Ilustrasi seorang Ibu
Ilustrasi  gambar seorang ibu
[Sudirman Said, Dirut Pindad, Ketua Ikatan Alumni STAN 2O13 - 2O16, Pendiri Masyarakat Transparansi Indonesia, Dewan Pengurus Nasional Ikatan Akuntan Indonesia, Aktif melibas Mafia Migas saat bertugas di PERTAMINA namun terpental, Konsisten hingga sekarang melawan KKN]. 

“Kowen kabeh kudu sekolah. Emakmu wong melarat jeprat, ning aja nganti uripmu pada sengsara kaya kuli panggul kae”. (Apapun yang terjadi, kalian semua mesti sekolah. Meskipun Ibumu amat miskin, tapi jangan sampai hidup kalian sengsara seperti kuli-kuli panggul itu). Ini ucapan almarhumah Ibu saya di suatu sore, tahun 1973, di beranda rumah gedek berlantai tanah beratap genteng dengan wuwungan bocor di sana sini. 

Kami enam bersaudara kebetulan sedang ngeriung, sambil memandangi puluhan kuli panggul bekerja bertelanjang dada, dengan punggung terbakar dan luka tergores karung goni dan pikulan bambu. Mereka harus memindahkan puluhan ton padi hasil panen dari sawah ke pinggir jalan. Jalanan dari sawah menuju jalan besar penuh lumpur setinggi mata kaki hingga betis orang dewasa. 

Ketika itu saya kelas lima SD, setahun setelah Bapak (Said Suwito Harsono) wafat. Saat-saat yang paling sulit dalam perjalanan hidup keluarga kami. Ketika wafat, Bapak adalah seorang pensiunan Mantri Guru, Kepala Sekolah yang sebenarnya memiliki kedudukan sosial terhormat. Tapi karena kebiasaan hidup dan kegemaran Bapak (yang kurang baik diceritakan disini), ekonomi rumah tangga morat marit. Saya teringat setiap bulan setelah hari gajian pensiunan, hampir pasti terjadi pertengkaran antara Ibu dan Bapak. Pulang dari kantor Pos mengambil uang pensiun Bapak sering hanya membawa amplop kosong, karena uang pensiun habis dipakai membayar utang. Ibu sangat sering tidak kebagian apapun. Sementara untuk bertahan hidup dengan enam anak, harus terus menerus berutang ke berbagai warung tetangga. 

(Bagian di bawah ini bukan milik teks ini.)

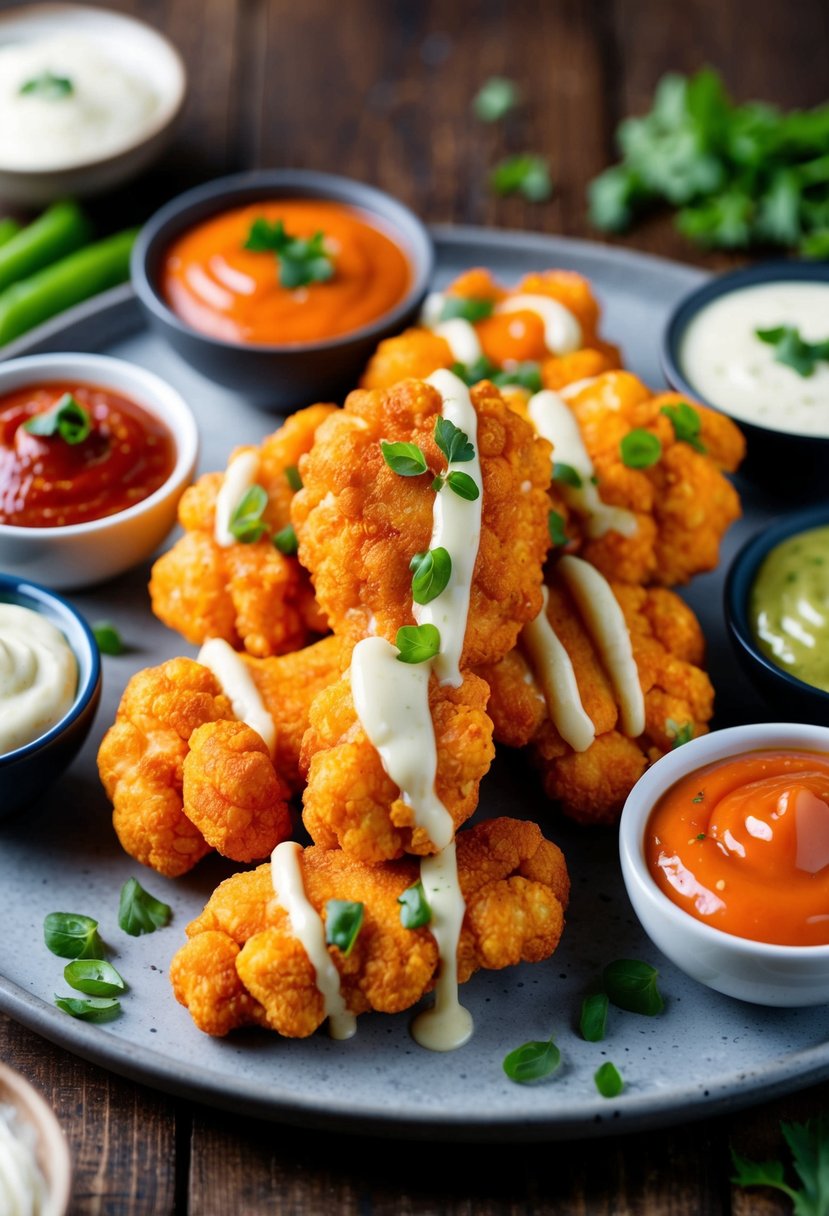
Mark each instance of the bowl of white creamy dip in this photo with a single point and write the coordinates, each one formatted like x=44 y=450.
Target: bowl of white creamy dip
x=88 y=97
x=50 y=687
x=755 y=345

Seluruh warung kelontong menjadi langganan utang Ibu. Kalau satu pemilik warung sudah tidak bersedia memberi, utangnya pindah ke warung lain. Sesekali kalau sudah kepepet, Ibu menggadaikan apa saja yang dimiliki untuk mendapatkan uang cash,mencicil utang agar “credit line” nya hidup lagi. Pergi ke kota kecamatan terdekat (Ketanggungan), membawa kain batik yang masih layak gadai, atau dandang tembaga, atau peralatan dapur apa saja yang masih ada nilainya. 

Barang yang paling tinggi nilai gadainya ketika itu adalah sepeda, tapi kami hanya punya sepeda satu-satunya dan dipakai Bapak kemana-mana. Keadaan keuangan keluarga sedikit membaik kalau Bapak dapat lebihan uang pensiun, atau rapel kenaikan. Utang-utang yang menunggak di bayar dan Ibu menjadi lebih percaya diri, untuk kemudian menumpuk utang lagi. 

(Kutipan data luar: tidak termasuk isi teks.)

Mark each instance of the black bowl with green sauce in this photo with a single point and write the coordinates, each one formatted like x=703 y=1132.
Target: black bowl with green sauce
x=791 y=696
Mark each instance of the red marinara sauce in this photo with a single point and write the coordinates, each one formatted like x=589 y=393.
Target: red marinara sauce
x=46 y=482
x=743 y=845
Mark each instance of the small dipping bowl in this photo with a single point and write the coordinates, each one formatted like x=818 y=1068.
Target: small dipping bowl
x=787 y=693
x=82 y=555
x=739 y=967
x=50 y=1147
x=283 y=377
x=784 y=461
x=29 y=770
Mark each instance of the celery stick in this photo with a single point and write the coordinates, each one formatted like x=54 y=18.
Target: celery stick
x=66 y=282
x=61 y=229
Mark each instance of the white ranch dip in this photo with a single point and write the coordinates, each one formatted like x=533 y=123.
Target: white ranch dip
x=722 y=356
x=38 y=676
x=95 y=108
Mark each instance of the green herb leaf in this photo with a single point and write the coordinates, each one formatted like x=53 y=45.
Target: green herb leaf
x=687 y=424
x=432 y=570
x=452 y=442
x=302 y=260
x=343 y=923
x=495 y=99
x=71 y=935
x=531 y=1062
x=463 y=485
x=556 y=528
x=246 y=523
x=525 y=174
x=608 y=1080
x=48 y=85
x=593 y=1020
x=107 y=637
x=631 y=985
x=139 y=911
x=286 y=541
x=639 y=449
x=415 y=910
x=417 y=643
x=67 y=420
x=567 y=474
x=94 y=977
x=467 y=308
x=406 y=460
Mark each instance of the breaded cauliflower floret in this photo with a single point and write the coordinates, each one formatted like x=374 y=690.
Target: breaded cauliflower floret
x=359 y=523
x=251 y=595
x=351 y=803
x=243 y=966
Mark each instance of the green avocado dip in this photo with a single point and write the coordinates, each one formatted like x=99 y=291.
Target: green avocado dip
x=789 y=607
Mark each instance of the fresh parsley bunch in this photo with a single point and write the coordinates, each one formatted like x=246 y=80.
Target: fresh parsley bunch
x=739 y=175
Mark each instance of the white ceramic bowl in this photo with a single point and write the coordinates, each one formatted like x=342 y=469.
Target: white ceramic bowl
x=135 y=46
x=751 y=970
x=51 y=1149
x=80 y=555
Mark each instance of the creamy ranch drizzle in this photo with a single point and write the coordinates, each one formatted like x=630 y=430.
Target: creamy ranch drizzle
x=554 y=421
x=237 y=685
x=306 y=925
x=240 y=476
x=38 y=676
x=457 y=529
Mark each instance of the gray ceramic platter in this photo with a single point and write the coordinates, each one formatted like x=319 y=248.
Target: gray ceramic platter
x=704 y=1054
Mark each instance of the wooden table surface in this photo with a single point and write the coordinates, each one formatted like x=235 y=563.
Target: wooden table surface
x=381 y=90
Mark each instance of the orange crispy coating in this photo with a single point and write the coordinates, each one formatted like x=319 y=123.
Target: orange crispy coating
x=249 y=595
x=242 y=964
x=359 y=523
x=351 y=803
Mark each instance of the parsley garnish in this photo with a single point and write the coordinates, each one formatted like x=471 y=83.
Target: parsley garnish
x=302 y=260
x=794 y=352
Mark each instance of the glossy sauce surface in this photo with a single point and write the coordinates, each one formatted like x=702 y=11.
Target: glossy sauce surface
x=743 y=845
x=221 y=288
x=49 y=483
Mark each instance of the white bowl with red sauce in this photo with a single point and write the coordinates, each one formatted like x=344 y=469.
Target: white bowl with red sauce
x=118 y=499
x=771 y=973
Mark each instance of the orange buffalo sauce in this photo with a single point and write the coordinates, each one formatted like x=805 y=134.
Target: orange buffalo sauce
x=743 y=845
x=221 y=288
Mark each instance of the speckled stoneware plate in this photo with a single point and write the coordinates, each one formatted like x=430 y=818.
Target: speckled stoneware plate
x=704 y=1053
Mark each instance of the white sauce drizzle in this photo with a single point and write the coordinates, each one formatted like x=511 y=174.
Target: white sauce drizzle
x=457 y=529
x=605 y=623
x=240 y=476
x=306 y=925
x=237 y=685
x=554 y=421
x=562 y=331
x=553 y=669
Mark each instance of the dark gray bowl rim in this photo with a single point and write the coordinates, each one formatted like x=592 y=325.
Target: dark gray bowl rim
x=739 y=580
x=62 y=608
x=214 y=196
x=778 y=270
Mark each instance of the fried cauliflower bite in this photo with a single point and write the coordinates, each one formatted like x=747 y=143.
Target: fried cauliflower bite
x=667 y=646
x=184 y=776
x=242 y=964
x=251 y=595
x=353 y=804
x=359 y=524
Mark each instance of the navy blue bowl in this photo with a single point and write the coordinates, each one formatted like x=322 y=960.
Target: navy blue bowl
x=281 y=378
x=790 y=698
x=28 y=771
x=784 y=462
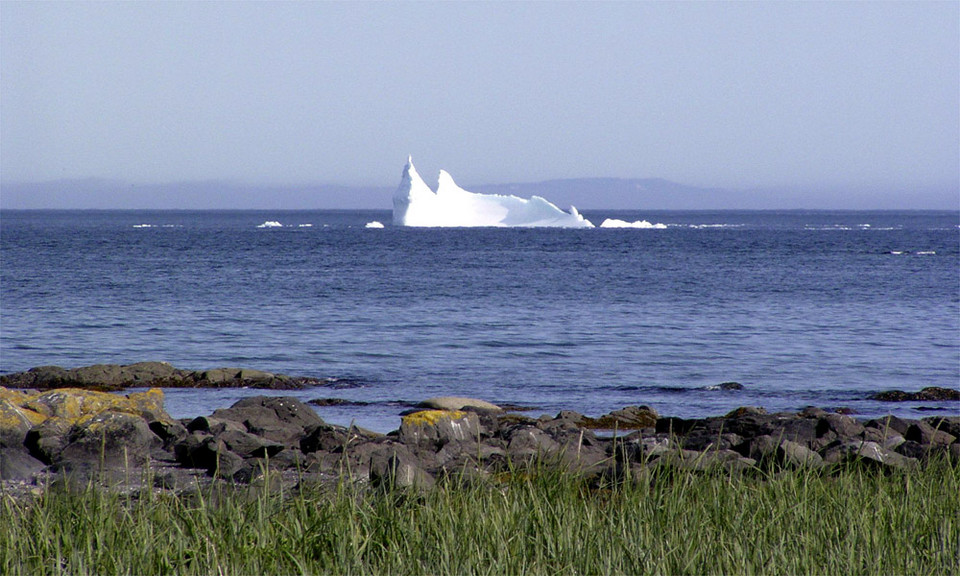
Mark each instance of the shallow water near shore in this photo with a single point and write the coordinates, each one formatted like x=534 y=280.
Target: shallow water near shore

Sesekali Bapak memenangi lotre nalo, salah satu kegemaran yang merusak keuangan keluarga. Meskipun tentu lebih banyak kalahnya, saat-saat menang lotre ini adalah saat yang menyenangkan, karena bisa makan lebih enak dengan lauk ikan atau telor. Saat makan enak lainnya adalah kalau ada keluarga atau tetangga punya hajat, mantu atau nyunati. Biasanya Bapak diundang selamatan dan pulangnya membawa nasi berkat dengan lauk pauk lengkap: sayur, mie, ikan, telor, bahkan sekerat daging kalau yang berhajat orang yang berkecukupan. 

Dalam suasana beginilah kami dibesarkan, dan dalam suasana begini pula tiba-tiba Bapak harus pergi meningglkan kami semua di tahun 1972. Usia Bapak ketika itu 62, beliau lahir tahun 1910. Ketika menikah, pasangan Ibu dan Bapak beda usia cukup lebar, Ibu lebih muda 29 tahun dari pada Bapak. Ibu masih sangat muda, sementara Bapak adalah seorang Guru yang kebetulan pernah mengajar Ibu di Sekolah Rakyat desa tetangga (Sitanggal), yang memang lebih maju dari desa Slatri. Di Slatri ketika itu belum ada sekolah. Maka, sepeninggal Bapak kehidupan kami semakin memburuk. Mengurus hak pensiun janda ketika itu seperti memasuki kotak hitam, apalagi bagi seorang desa tulen yang tak tamat SR seperti Ibu. 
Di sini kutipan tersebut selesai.